Maintaining, Exporting, Protecting Racism

From Jet Magazine, February 28, 1952

When the Amerasian School of Okinawa opened its doors in 2003, it already opened amidst controversy. I will not go into any details about most of it here. But my point in bringing this up is the particular criticism that this would further the divide between “ordinary” Okinawans, and mixed-race Okinawans fathered by American military personnel, American civilians, and other non-Okinawans.

In the period following the Korean War (1950-1953) through the 1980s, the Korean transnational adoption structure intensely focused on shipping its mixed-race Korean babies, mostly fathered (and abandoned) by American military personnel, out of Korea and to the United States.

And as we can see from the above clip taken from the February 28th, 1952 issue of Jet Magazine, an African-American-owned magazine, that the same has been true for Japan in their postwar period, which began earlier than in Okinawa.

In all of these instances, the question of “exporting” mixed-race children out of their respective countries, would seem realistic in the face of a dominantly hostile and brutal environment raised against mixed-race babies sired by the former enemies and/or occupiers. On the one hand, yes, instead of having the children endure the violence and the demeaning and hateful looks and the comments thrown at them from their other mainstream citizens, they would be kept relatively safer in their own environments—educated and cared for without incident. For Japan, for Okinawa, for Korea, it is a way to “not let” the violent society/culture inflict their prejudices against the little ones (and the adults they would grow into).

However, a main aspect that the criticism of out-adoption and special institutions for Amerasian children points to, is the convenient lack of introspection and policies that would combat the steaming racism and prejudice against mixed-raceness and entitlements to violence to act out those prejudices. “Let’s export the babies, or keep them away from us because we are violent, it’s just the way we are”— this is what is also at play, side-by-side with the safety and protection issue.

Ideally, the cultures (in this case: Japan, Okinawa, Korea), would take steps to look at their racisms and prejudices and to institute structural change to change their societies. In the United States, this is attempted in many ways, but structurally, it has changed only a slight amount, to be made less overtly racist and also developing strategies of maintaining white supremacy.
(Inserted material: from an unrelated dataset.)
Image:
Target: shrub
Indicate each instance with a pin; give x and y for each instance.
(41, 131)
The issue of protecting racism in East Asia (yellow supremacy), is quite complex. Yellow supremacy is very much linked to global white supremacy in world history. Not only has colonial contact with white superiors versus the “other” been a sign of how the global order is to be practiced as it has been forced upon the Asian and global contexts outside of the white nations, it is also mixed up and confused with war, devastation, cultural survival, assimilation, and being occupied (economically or totally) by the United States and certain European powers.  In most cases, these nations have been invaded by each other while also being invaded and/or threatened by various white nations (including Russia/Soviet Union), as well as homogenizing their own nations by destroying their own diversities within, in response to encroaching white colonialism (along with their white supremacist racism). In this way, a national identity is made up of, and almost insists upon its racism. Internal racisms have an important link to national identity, especially in the face of being invaded or colonized by the white others.

While the anti-mixed-race sentiments were linked with white supremacist Christian and white national secular ordering of humans, each of the Asian nations developed their own identities as nations, separately from each other, but practicing the same Orientalizing (a la Edward Said) in order to create identity.
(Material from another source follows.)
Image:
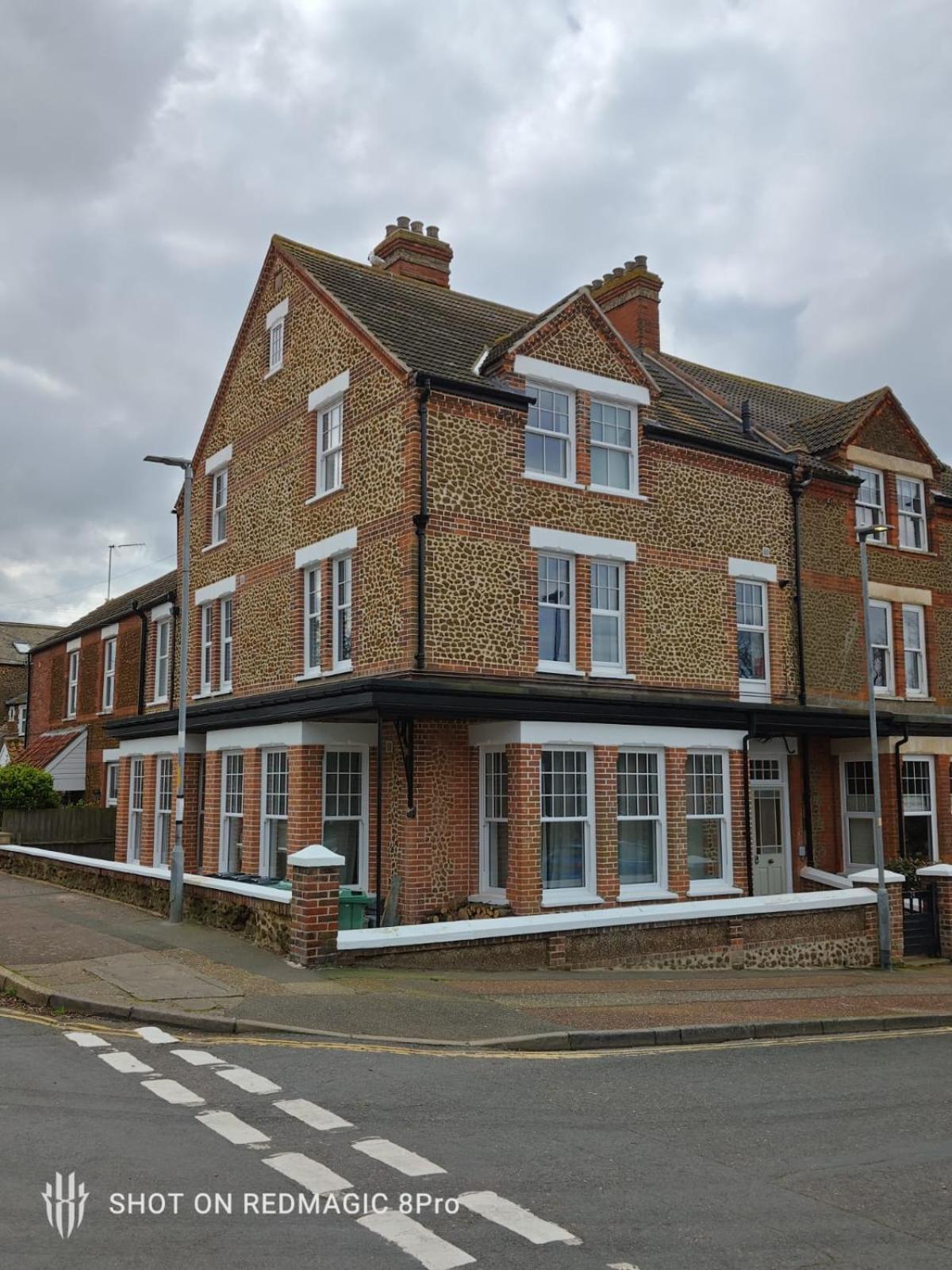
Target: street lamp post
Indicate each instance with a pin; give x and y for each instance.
(177, 872)
(882, 903)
This is why even today, it is difficult to struggle with eradicating racism in East Asia (and most likely everywhere else). It is deep and a part of national identity. To change it means to change so many structures. In capitalism and its global transnational networks, it is increasingly difficult in relation to resources and capital and their links to ethnic identity and the owning of domination-powers. These powers, as well, are linked with how other nations relate to them and strategies of capital, cultural identity, and self-representations in relation to things such as international human rights (and lack thereof) and who has the power to police, to discipline, to punish, to restore, to heal, to respond, to represent, to speak, to decide the movement of power.

We must also remember, that although we speak to a large brush stroke of national cultural racisms, we are talking about the power within nations, to dominate. What I am pointing to here is that hope of a power shift. The racism against mixed-race children (and foreigners, etc.) is practiced by a sub-section of people within any society, larger or smaller. In Japan, for instance, their parliament had many meetings during the postwar, where the “issue” of konketsuji (mixed-blood) children was raised and argued about intensely between different factions of the Japanese government. There were also reports of people coming to blows. It was intense. And we can see that not everyone of any given population, believes or acts in the same way. This also goes for East Asia. The issue is that those in positions of power, who make the regulations and policies, are the ones who have temporarily  grown into positions where certain forms of their culture will be branded and decided upon and enacted. And seen by others. Then, in turn, this will be in relation to international and inter-cultural relations and laws.

Mixed-race babies and laws associated with it, can be said to be crucial in the ongoing discussions of identity linked with violence and its exporting and importing and how ignoring it and making racism a “natural” and “normal” aspect of any nation’s identity. Can we keep children, women, men and ecologies safe, without exporting? Putting up walls? Making it a sort of extra-juridical formation?